Wednesday, January 28, 2009


Dissent, the social-democratic Left magazine founded by Irving Howe in the 50s, has recently come under the ownership of UPenn Press after having been independently owned and operated for more than 55 years. Tough times for print media coupled with economic calamity left the magazine with no choice. The editorial staff has not changed at all, indeed they reassure their readers that nothing about the magazine (least of all its politics) will change. I suppose that means I will continue to be unlikely to resubscribe any time soon.

I read Mitchell Cohen's "editor's page" in the newest Dissent yesterday, where he says that although Obama was frequently called a socialist by moronic Republicans, he clearly is not one. Nonetheless, Cohen says, everyone at Dissent wishes he was. I assumed that the implication I was supposed to draw was that they are socialists and would welcome a socialist leader. Fair enough.
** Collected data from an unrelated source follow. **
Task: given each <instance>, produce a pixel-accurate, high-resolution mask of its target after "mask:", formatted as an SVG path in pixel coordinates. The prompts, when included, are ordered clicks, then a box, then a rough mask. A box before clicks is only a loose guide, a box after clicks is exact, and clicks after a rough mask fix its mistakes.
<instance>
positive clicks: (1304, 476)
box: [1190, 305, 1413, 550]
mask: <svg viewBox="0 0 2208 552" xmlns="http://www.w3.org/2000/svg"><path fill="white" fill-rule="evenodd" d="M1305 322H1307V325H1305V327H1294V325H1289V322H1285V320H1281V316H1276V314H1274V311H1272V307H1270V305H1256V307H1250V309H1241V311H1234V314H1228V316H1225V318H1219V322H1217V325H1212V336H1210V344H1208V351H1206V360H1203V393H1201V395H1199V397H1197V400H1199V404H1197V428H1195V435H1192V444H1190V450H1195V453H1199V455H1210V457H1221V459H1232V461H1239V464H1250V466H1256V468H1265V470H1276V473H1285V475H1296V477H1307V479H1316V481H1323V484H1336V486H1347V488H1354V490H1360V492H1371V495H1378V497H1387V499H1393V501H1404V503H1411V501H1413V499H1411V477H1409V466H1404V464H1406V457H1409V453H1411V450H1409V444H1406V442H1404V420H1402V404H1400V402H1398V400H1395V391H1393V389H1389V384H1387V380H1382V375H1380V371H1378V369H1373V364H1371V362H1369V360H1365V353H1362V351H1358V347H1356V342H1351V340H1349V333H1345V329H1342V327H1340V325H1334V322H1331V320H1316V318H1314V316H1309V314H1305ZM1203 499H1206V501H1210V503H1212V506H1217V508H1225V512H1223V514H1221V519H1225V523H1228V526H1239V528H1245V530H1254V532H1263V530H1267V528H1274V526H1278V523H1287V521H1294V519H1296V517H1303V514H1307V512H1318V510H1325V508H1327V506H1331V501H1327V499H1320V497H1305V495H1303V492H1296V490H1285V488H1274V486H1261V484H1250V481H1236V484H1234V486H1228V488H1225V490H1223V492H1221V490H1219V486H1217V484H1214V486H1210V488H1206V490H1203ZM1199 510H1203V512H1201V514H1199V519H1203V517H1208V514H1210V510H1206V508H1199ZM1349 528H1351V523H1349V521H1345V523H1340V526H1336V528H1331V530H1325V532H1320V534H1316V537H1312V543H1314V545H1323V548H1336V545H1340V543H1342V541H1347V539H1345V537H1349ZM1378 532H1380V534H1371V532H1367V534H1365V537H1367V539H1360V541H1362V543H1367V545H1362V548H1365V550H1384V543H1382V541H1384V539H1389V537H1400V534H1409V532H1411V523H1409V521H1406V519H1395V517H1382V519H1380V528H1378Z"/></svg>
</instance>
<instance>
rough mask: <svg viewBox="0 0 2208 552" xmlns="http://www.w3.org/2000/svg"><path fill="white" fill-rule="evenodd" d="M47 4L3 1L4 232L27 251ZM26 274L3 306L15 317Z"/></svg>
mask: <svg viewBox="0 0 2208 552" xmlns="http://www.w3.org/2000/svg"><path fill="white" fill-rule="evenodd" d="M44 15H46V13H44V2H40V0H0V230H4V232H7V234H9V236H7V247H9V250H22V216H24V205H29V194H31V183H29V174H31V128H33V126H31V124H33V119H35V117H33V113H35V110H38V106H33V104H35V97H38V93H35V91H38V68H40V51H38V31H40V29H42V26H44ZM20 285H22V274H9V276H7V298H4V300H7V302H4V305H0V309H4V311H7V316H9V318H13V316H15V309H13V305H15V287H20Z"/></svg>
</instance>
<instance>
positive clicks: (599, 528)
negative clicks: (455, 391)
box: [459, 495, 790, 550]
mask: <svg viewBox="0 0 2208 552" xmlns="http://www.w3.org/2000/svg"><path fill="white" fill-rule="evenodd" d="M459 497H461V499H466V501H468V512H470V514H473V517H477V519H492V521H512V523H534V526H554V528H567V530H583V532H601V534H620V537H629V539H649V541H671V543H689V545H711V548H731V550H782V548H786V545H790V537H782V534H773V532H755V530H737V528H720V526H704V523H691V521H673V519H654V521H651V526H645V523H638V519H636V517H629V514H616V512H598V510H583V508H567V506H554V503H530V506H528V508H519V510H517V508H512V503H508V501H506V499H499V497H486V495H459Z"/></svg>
But then I read later on the issue an article about Latin America in which Ecuador, Venezuela and Bolivia were described as suffering from the politics of "social resentment" and consequently were failing to adequately "develop". At this point I felt as though I was reading "Reason" magazine or The American Spectator. I put the magazine back on the rack.

There is enough interesting and smart writing in the magazine that usually, I find myself unable not to at least take a look. But I am always amazed by how tepid (well... support for the 67' war and mixed support for the Iraq War aren't exactly tepid, but...) some of the politics are at the same time that the magazine's leadership is always paternalistically anointing itself the 'smart Left', the 'critical Left' or the only game in town Left of the Democrats.